Payments industry stakeholders met the one-year anniversary of chip card implementation in the United States with a mixture of celebratory messages and class action lawsuits, revealing a fractured payments landscape.
For example, on Sept. 29, 2016, Visa Inc. reported that counterfeit card fraud is down and EMV (Europay, Mastercard and Visa) usage is up. However, on Sept. 30, 2016, a California Federal judge supported anti-trust proceedings concerning chargeback liability brought by a group of small retailers against Visa Inc., Mastercard, Discover Financial Services and American Express Co., denying the card brands' motion to dismiss the lawsuit.
Visa's client financial institutions processed more than half a billion U.S. EMV transactions during August 2016, an increase of more than 1,000 percent, Visa representatives stated. The company also noted that chip-enabled merchants whose EMV transactions accounted for at least 80 percent of transaction volumes reported a 47 percent reduction in counterfeit fraud during May 2016, compared with the same period during the previous year.
Visa set three objectives for U.S. chip card implementation: prevent counterfeit card fraud, accelerate mobile payments adoption, and improve convenience and security for international travelers. Executing on all three goals has resulted in a considerable uplift across the United States, with more than 1.46 million chip-enabled businesses and 363 million chip-enabled Visa cards, making the United States the largest Visa chip card market, according to company sources. "Thanks to efforts across the ecosystem, we're seeing a positive impact on counterfeit fraud," said Stephanie Ericksen, Vice President of Risk and Authentication Products at Visa. "We're focused on continuing that momentum to bring counterfeit steadily down and simplifying the way businesses can adopt chip technology."
Payments analysts in the United States, however, have observed its impact on the small merchant community, many of whom were unprepared for the liability shift due to lack of instruction, equipment or processor readiness. As a result, numerous noncompliant retailers are being held responsible for more chargebacks, regardless of whether the chargebacks had anything to do with counterfeit fraud, which is the basis for the California court filing.
Plaintiffs Milam's Market and Grove Liquors LLC reportedly installed EMV readers but were unable to activate them due to delays in certification. The retailers were subsequently found liable by Mastercard and Visa for 88 chargebacks totaling $9,196.22 that began in October 2015 and continued until March 2016, when the lawsuit was filed. Plaintiff counsel Patrick J. Coughlin stated, "In the end, our hope is to secure some relief for the millions of merchants ‒ many of them small businesses ‒ who have suffered and continue to suffer enormous losses from this conspiracy."
As EMV implementation continues, retailers and card brands have launched new payment schemes aimed at reducing contact chip card transaction time at the POS. Visa's Quick Chip reportedly reduces transaction times to two seconds or less. Mastercard's M/Chip Fast is designed for high-volume environments such as quick service restaurants, where transaction times are at a premium. These and similar enhanced chip card methods have decreased processing time and waiting time in checkout lanes.

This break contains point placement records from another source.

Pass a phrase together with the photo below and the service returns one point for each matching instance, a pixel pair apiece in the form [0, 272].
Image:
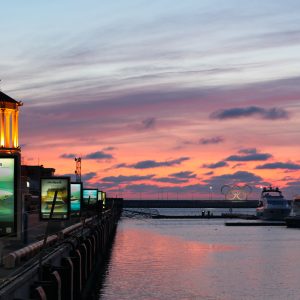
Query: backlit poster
[62, 205]
[90, 197]
[76, 198]
[99, 195]
[7, 196]
[104, 199]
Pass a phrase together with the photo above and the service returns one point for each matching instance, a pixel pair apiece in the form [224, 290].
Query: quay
[65, 267]
[190, 203]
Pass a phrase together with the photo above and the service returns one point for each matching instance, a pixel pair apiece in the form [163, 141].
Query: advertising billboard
[99, 195]
[62, 206]
[104, 199]
[90, 197]
[76, 198]
[7, 195]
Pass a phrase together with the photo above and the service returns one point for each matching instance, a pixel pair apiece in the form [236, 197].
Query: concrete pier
[61, 270]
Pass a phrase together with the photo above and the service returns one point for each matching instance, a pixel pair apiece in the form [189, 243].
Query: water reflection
[198, 260]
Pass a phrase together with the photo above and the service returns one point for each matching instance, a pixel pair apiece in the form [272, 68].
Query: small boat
[272, 205]
[294, 219]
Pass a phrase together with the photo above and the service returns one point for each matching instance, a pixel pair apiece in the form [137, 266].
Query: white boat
[294, 219]
[272, 205]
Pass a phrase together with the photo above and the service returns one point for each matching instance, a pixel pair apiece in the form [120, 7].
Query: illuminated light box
[62, 205]
[7, 196]
[104, 199]
[76, 198]
[90, 197]
[100, 196]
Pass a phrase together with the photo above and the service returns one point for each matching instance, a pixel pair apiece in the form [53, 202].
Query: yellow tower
[9, 123]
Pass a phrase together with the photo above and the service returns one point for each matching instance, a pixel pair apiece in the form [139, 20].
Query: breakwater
[63, 265]
[190, 204]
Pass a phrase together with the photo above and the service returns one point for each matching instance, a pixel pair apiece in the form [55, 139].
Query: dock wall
[62, 270]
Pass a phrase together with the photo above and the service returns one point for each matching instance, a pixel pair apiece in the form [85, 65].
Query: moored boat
[272, 205]
[294, 220]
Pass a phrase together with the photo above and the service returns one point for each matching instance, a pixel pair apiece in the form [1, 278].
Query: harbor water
[201, 259]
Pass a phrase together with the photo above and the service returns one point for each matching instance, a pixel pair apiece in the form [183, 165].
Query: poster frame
[81, 199]
[68, 206]
[15, 219]
[90, 206]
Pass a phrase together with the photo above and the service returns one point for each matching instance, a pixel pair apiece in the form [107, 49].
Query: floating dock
[262, 223]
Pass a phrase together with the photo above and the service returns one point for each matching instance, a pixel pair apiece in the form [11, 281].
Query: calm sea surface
[201, 259]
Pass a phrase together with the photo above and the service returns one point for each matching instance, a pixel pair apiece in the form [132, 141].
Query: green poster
[62, 205]
[76, 195]
[7, 195]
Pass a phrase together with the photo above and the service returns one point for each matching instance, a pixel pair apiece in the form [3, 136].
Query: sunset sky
[159, 98]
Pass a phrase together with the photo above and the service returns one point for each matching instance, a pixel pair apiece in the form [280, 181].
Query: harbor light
[9, 122]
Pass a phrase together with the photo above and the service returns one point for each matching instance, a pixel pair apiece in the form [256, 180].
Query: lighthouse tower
[10, 169]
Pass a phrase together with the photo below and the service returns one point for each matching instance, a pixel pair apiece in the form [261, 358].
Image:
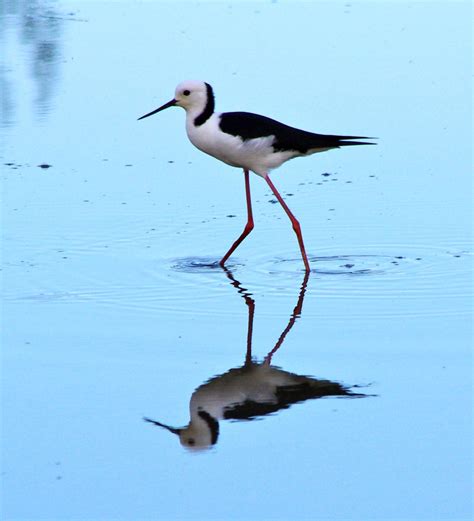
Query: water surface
[115, 308]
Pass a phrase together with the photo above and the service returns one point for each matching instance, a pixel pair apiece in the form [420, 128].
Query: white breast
[256, 155]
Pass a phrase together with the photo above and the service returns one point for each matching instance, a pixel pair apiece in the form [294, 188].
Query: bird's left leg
[248, 227]
[294, 221]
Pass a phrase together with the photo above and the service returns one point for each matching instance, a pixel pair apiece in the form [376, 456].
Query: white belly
[256, 155]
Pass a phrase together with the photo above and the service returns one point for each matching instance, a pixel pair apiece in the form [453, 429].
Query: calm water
[345, 395]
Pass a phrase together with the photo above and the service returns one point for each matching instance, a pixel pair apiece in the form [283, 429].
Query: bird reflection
[252, 390]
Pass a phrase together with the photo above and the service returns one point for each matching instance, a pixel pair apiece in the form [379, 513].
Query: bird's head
[191, 95]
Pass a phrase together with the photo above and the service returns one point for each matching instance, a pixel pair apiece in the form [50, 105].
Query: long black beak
[167, 427]
[171, 103]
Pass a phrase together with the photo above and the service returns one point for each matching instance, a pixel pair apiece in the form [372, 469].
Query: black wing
[250, 126]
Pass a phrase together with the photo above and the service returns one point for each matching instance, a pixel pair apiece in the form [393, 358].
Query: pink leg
[248, 227]
[294, 222]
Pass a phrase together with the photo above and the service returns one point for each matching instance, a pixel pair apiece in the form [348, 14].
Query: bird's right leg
[248, 227]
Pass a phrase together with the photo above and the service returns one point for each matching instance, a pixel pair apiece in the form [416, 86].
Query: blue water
[114, 308]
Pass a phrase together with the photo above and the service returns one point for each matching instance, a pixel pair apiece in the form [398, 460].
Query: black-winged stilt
[248, 141]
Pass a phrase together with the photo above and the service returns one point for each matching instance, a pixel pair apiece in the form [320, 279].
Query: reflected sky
[31, 38]
[113, 306]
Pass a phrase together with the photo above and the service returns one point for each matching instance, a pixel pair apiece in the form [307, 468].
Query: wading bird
[249, 141]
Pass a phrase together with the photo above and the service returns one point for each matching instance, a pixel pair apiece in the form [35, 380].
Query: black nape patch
[212, 423]
[251, 126]
[208, 109]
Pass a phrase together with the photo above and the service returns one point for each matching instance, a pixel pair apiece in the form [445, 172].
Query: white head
[195, 96]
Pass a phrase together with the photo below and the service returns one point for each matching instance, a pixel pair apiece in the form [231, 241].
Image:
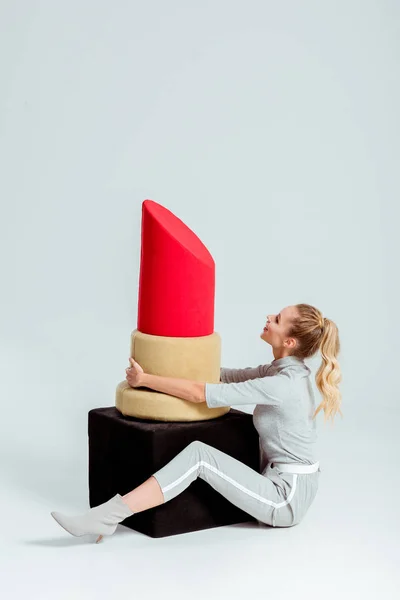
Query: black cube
[125, 451]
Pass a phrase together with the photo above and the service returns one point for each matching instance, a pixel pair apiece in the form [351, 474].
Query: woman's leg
[146, 495]
[244, 487]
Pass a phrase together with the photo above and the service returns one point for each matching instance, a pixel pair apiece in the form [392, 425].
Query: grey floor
[347, 546]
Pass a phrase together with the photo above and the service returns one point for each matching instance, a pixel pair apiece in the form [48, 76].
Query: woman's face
[276, 326]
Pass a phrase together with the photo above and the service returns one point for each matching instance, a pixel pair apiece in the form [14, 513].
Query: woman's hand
[134, 374]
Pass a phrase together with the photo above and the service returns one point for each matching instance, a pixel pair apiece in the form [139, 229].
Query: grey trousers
[273, 498]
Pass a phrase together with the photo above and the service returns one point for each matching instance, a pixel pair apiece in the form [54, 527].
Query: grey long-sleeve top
[285, 403]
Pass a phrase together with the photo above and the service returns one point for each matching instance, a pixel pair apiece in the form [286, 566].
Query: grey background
[272, 130]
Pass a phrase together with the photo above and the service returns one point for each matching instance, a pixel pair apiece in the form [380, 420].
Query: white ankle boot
[101, 520]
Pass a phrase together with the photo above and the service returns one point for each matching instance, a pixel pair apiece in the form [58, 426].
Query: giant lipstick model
[175, 334]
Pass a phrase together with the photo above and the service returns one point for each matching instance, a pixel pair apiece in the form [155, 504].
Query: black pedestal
[125, 451]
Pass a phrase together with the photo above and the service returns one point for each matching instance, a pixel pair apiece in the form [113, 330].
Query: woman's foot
[100, 520]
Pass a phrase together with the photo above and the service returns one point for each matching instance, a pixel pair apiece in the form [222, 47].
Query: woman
[284, 417]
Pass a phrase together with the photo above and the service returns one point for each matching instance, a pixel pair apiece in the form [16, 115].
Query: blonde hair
[313, 332]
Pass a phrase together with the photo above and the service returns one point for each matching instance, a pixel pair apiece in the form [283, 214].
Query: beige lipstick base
[195, 358]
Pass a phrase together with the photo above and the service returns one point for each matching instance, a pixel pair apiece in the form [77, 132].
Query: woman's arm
[237, 375]
[193, 391]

Ongoing delays in processor and device certifications and widespread complaints by small to midsize merchants have prompted card brands to relax penalties and regulations related to the liability shift. Card brands have tried to improve outreach, resources and support for merchants who are trying to implement EMV technology. Visa's recent move to restrict the number of fraudulent transactions that issuers can charge back to noncompliant merchants and card issuing banks has cut reported chargebacks in half since March 2016, Visa representatives stated.
Despite numerous setbacks and legal confrontations, U.S. payments industry stakeholders remain committed to implementing chip card technology to improve security and provide a consistent payment experience worldwide. Visa reported that foreign banks approved nearly 97 percent of U.S. Visa chip transactions overseas, compared with about 87 percent for non-chip cards.
"Chip is an important investment in the payment system, not only in security but also in driving future innovation and making payments easier for consumers," Visa's Ericksen stated. "The U.S. is clearly well on its way, and we're looking forward to many more advancements ahead."
Ajay Bhalla, President of Global Enterprise Risk and Security at Mastercard said, "Ultimately, we all want to deliver great experiences for consumers and merchants. That's why we believe that M/Chip Fast or any similar product should be implemented in consultation with the industry."